Ce qui se passe réellement
Selon le parquet, l’enfant a été retrouvé « couché en position fœtale, nu, recouvert d’une couverture sur un monticule de déchets et à proximité d’excréments (…) pâle et manifestement dénutri ». Il a été pris en charge par l’hôpital de Mulhouse, au sein de l’Unité d’accueil pédiatrique mineurs en danger. Ce service, spécialisé dans l’accueil des mineurs victimes de violence, est la dernière ligne de défense d’une société qui semble avoir échoué à protéger ses plus vulnérables.
Les voisins étaient-ils au courant de la situation ?
Incrédulité et silence : « Je me suis encore garée à huit heures ce matin à côté de la camionnette, et on n’a rien entendu », confie une voisine. Pendant des mois, le père aurait séquestré son fils à l’insu de tous. Ce silence complice interroge : sommes-nous devenus des spectateurs passifs de la souffrance d’autrui ?
Qui sont les mis en examen ?
Le père et la belle-mère de l’enfant ont été mis en examen pour des faits graves. Le père, électricien et président d’une entreprise de vente de bonbons, et sa compagne, aide à domicile et voyante, semblent avoir réussi à masquer leur réalité derrière une façade de normalité. « Bien tenu », décrivent les enquêteurs l’appartement. Mais qu’en est-il de la chambre de l’enfant, réutilisée pour entreposer des sucreries ?
Comment l’enfant a-t-il pu sortir du système éducatif ?
Jusqu’en CP, l’enfant avait de bons résultats scolaires. Mais avec un déménagement, le père a retiré son fils de l’école, sans que personne ne s’inquiète. La promesse d’une scolarisation future a suffi à classer le dossier. « Chaque année, à la rentrée scolaire, le maire dresse la liste de tous les enfants résidant dans sa commune », stipule le Code de l’éducation. Mais que se passe-t-il lorsque les enfants disparaissent des radars ?
Pourquoi cela dérange
Cette affaire met en lumière des incohérences criantes dans notre système de protection de l’enfance. Comment un enfant peut-il être retiré de l’école sans suivi ? Comment des voisins peuvent-ils rester silencieux face à des bruits d’enfant ? La réalité dépasse la fiction, et la fiction, ici, est déjà bien sombre.
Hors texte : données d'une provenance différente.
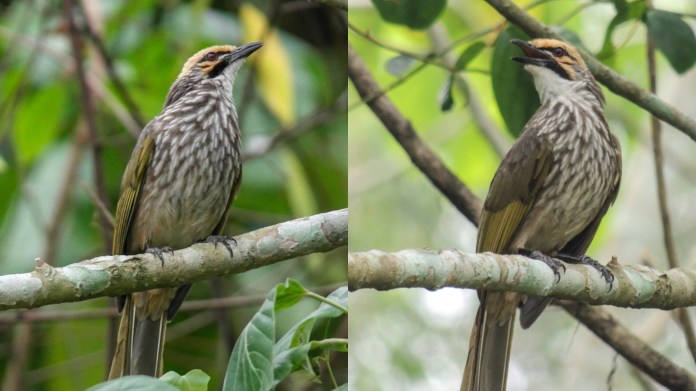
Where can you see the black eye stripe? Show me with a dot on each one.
(565, 54)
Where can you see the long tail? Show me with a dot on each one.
(489, 344)
(139, 346)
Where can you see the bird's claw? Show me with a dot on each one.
(158, 251)
(585, 260)
(225, 240)
(551, 262)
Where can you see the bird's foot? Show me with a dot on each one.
(158, 251)
(585, 260)
(226, 241)
(551, 262)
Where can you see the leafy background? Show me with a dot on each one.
(417, 340)
(296, 83)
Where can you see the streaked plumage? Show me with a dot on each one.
(176, 190)
(549, 194)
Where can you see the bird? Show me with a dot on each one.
(547, 197)
(183, 174)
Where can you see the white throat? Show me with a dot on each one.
(549, 85)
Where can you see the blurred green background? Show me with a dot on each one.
(417, 340)
(292, 91)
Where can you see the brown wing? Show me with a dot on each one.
(513, 190)
(131, 184)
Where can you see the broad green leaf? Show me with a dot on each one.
(416, 14)
(251, 363)
(399, 64)
(274, 68)
(446, 100)
(512, 85)
(193, 380)
(673, 37)
(134, 383)
(299, 333)
(469, 54)
(293, 348)
(289, 294)
(287, 360)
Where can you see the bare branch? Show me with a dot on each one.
(122, 274)
(610, 78)
(635, 286)
(637, 352)
(421, 155)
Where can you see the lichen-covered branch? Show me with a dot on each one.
(634, 286)
(651, 362)
(605, 75)
(118, 275)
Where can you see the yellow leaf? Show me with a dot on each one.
(272, 64)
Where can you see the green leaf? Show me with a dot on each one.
(194, 380)
(289, 294)
(512, 85)
(673, 37)
(416, 14)
(398, 65)
(134, 383)
(469, 54)
(38, 122)
(624, 13)
(293, 348)
(446, 101)
(250, 366)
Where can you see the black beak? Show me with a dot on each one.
(243, 51)
(533, 55)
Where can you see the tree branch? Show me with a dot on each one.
(605, 75)
(635, 286)
(122, 274)
(422, 156)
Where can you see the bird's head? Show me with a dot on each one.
(215, 67)
(556, 66)
(215, 61)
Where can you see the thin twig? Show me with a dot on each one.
(637, 352)
(317, 118)
(682, 313)
(422, 156)
(485, 124)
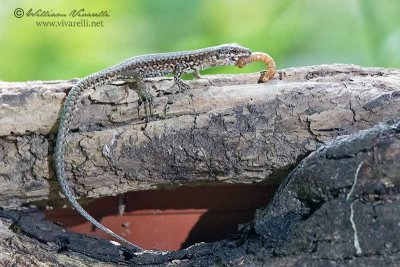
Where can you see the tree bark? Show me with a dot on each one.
(339, 207)
(225, 129)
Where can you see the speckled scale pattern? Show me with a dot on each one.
(140, 67)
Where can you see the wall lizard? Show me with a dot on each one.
(134, 71)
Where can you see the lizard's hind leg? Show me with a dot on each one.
(145, 97)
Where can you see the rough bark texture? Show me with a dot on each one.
(227, 129)
(340, 205)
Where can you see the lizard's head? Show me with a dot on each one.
(229, 54)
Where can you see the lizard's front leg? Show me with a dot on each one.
(178, 80)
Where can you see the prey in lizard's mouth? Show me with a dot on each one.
(229, 54)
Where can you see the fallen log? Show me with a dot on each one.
(226, 129)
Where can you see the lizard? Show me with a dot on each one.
(134, 71)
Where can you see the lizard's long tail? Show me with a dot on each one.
(65, 121)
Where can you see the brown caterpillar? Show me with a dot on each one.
(263, 57)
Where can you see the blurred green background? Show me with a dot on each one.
(295, 33)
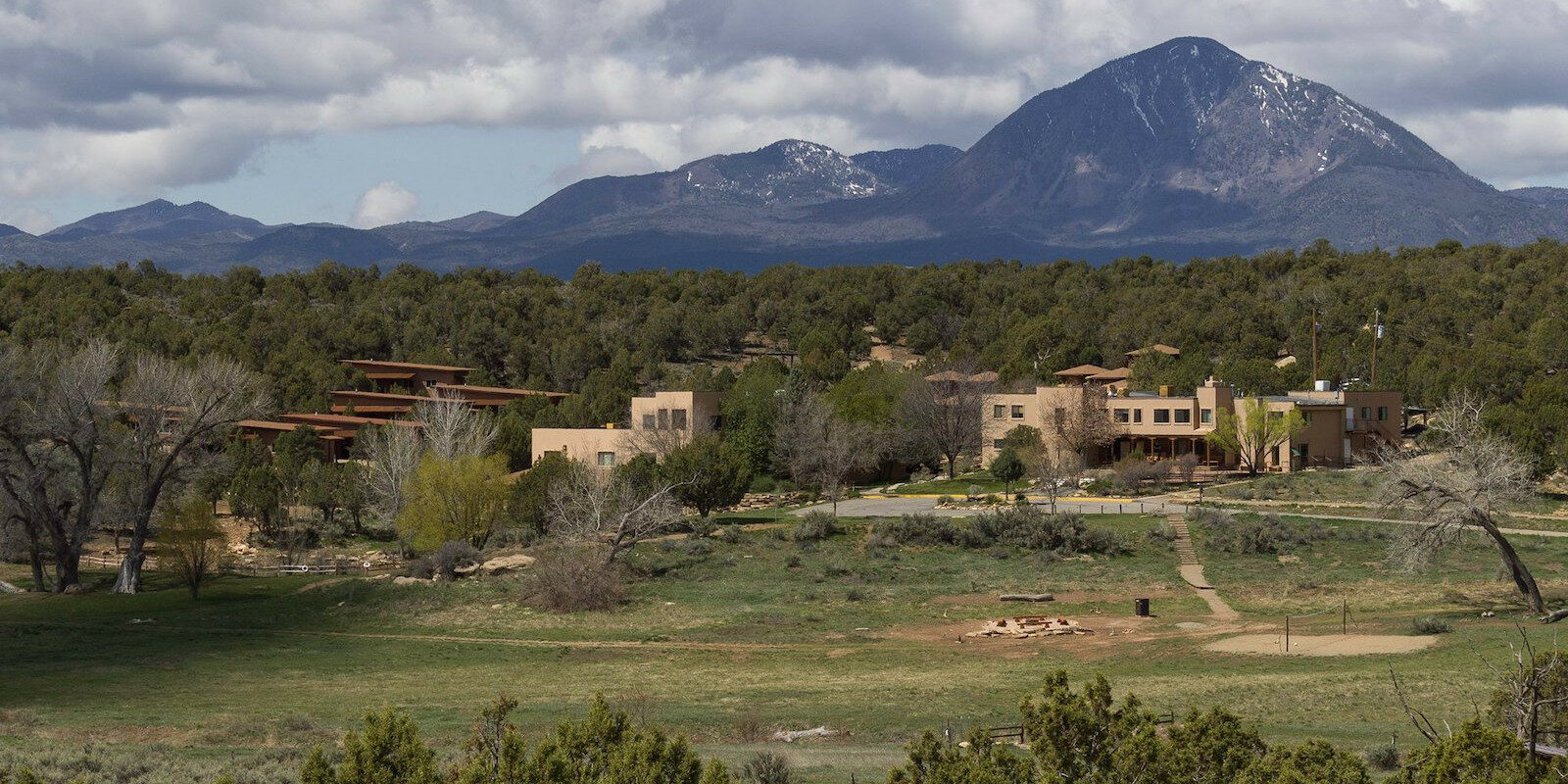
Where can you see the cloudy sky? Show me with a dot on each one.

Ce que cela implique concrètement
Les conséquences sont lourdes. Cette affaire soulève des questions sur la responsabilité des autorités, des écoles et des voisins. Qui doit veiller sur les enfants en danger ? La réponse semble floue, tout comme l’engagement des politiques à protéger les plus vulnérables.
Lecture satirique
Dans un monde où les discours politiques se veulent rassurants, cette tragédie rappelle que la réalité peut être bien plus cruelle. Les promesses de sécurité et de protection des enfants semblent s’évanouir face à l’indifférence collective. « C’est le choc pour tout le monde. » Oui, mais pour combien de temps encore ?
Effet miroir international
Si cette situation peut sembler isolée, elle n’est pas sans rappeler les dérives autoritaires ailleurs dans le monde, où les droits des enfants sont souvent bafoués. Que ce soit aux États-Unis, en Russie ou ailleurs, la protection des plus vulnérables semble être un concept en déroute.
À quoi s’attendre
Les enquêtes se poursuivent, mais cette affaire pourrait bien être le révélateur d’un système défaillant. Les promesses de vigilance et de protection des enfants doivent être mises en pratique, sinon nous risquons de voir d’autres drames similaires se reproduire.